Exemple célèbre probant : (Paul David Huson, dit) Bono.

3) Le benjamin
Théorie : Le petit chanceux ... Les parents se sont épuisés avec les aïnés, ils sont plus relax avec le plus jeune. Le revers, c'est qu'ils sont aussi beaucoup moins attendrissables. Ton premier mot, tes premiers pas, quand t'es le benjamin ... c'est beaucoup moins extraordinaire que pour les premiers. Limite déjà vu. Bon, comme il est moins épié par papa-maman (restons génériques, j'ai dit), il devient vite flemmard, prend peu de décisions, élude les responsabilités ... mais apprend à jouer des sentiments des uns et des autres pour parvenir à ses fins. Confiné par ses aînés au poste de petit-dernier-qui-ne-sait-rien-faire, il en joue pour ne branler que ce qu'il veut. Malin ! Sauf que ... en grandissant, il va avoir du mal à prendre son indépendance, à prouver qu'il peut (et sait) faire les choses tout seul. Perso, je pense -petit frère, si tu m'entends- qu'il a plutôt intérêt à se bouger, parce que là ... il va avoir du mal à vivre tout seul. Blaireau, va ...
Exemple célèbre probant : Victor Hugo.

Une fratrie célèbre !
Louise (la cadette), Paul (le benjamin) et Camille (l'aînée) Claudel.

4) L'enfant unique
Ben oui ! Et l'enfant unique, bordel ? J'y viens ...
Théorie : On la voit venir, la tendance à devenir un enfant-roi. Bon, déjà, on dit que l'enfant unique a de la chance : monopole affectif,  écoute permanente, construction personnelle sans heurts (estime de soi TRES solide), intellect boosté (à trop participer à des discussions d'adultes ...). Surtout, il a très peu de contraintes : pas de partage des parents, de la salle de bain, ou de la télécommande. Petit veinard ... Mais il y a un mais. Y'en a toujours. Ben si, allons. Puisque je vous le dis. Bref, le hic, dans tout ça ... c'est qu'il est tout seul. Pas de potentiel camarade de jeu le soir, à la maison. Personne avec qui partager sa vie d'enfant. A l'école, pareil : partager la maîtresse ? Quelle idée ! (alors qu'à l'âge adulte ... partager sa maîtresse ... bref.) Du coup, il devient, en grandissant, excessivement sociable : il a une floppée d'amis. De connaissances. De relations à rang variables.
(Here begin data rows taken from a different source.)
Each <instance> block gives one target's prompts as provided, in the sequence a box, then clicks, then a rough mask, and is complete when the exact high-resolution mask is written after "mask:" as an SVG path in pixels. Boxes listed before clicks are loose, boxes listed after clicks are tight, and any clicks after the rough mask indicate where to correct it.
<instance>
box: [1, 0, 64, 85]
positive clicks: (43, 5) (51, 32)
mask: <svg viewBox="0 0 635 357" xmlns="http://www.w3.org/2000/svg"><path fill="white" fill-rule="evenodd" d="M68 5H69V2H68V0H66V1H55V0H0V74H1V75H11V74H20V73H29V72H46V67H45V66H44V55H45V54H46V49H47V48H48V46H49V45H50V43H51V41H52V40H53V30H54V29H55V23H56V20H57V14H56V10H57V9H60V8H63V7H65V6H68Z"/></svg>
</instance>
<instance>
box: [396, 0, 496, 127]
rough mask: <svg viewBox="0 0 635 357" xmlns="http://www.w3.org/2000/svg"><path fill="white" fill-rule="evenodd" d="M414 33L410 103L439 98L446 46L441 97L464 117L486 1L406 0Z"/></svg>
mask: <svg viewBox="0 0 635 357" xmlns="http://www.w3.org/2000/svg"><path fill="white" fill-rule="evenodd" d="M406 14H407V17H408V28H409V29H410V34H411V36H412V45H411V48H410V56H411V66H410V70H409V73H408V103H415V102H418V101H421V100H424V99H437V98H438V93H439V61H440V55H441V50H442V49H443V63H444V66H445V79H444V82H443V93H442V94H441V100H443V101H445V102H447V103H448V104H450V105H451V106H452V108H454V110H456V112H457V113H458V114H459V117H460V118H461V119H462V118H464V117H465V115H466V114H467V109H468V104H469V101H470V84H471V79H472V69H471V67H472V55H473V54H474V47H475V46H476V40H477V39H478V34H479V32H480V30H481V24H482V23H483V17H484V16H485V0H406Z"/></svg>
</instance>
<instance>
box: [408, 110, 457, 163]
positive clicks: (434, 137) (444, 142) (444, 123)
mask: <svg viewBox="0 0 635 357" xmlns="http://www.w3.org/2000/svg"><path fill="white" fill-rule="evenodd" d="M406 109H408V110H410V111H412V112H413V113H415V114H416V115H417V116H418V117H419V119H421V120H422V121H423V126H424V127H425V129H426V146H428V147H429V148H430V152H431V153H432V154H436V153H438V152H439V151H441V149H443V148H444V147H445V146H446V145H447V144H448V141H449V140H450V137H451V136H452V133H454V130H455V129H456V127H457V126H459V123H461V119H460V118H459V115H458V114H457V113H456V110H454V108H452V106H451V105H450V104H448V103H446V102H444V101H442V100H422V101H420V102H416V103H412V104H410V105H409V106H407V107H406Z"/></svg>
Oh, et avec ses parents, pour qui il est THE enfant, donc qui doit tout cumuler (réussite, rebellion, enfants, tout ça), il peut être anxieux. A cause de la crainte de décevoir ...
Exemple célèbre probant : Elvis Presley.
En même temps, il peut tout se permettre : ses parents tiennent trop à lui pour le perdre pour des bêtises. Qu'ils disent.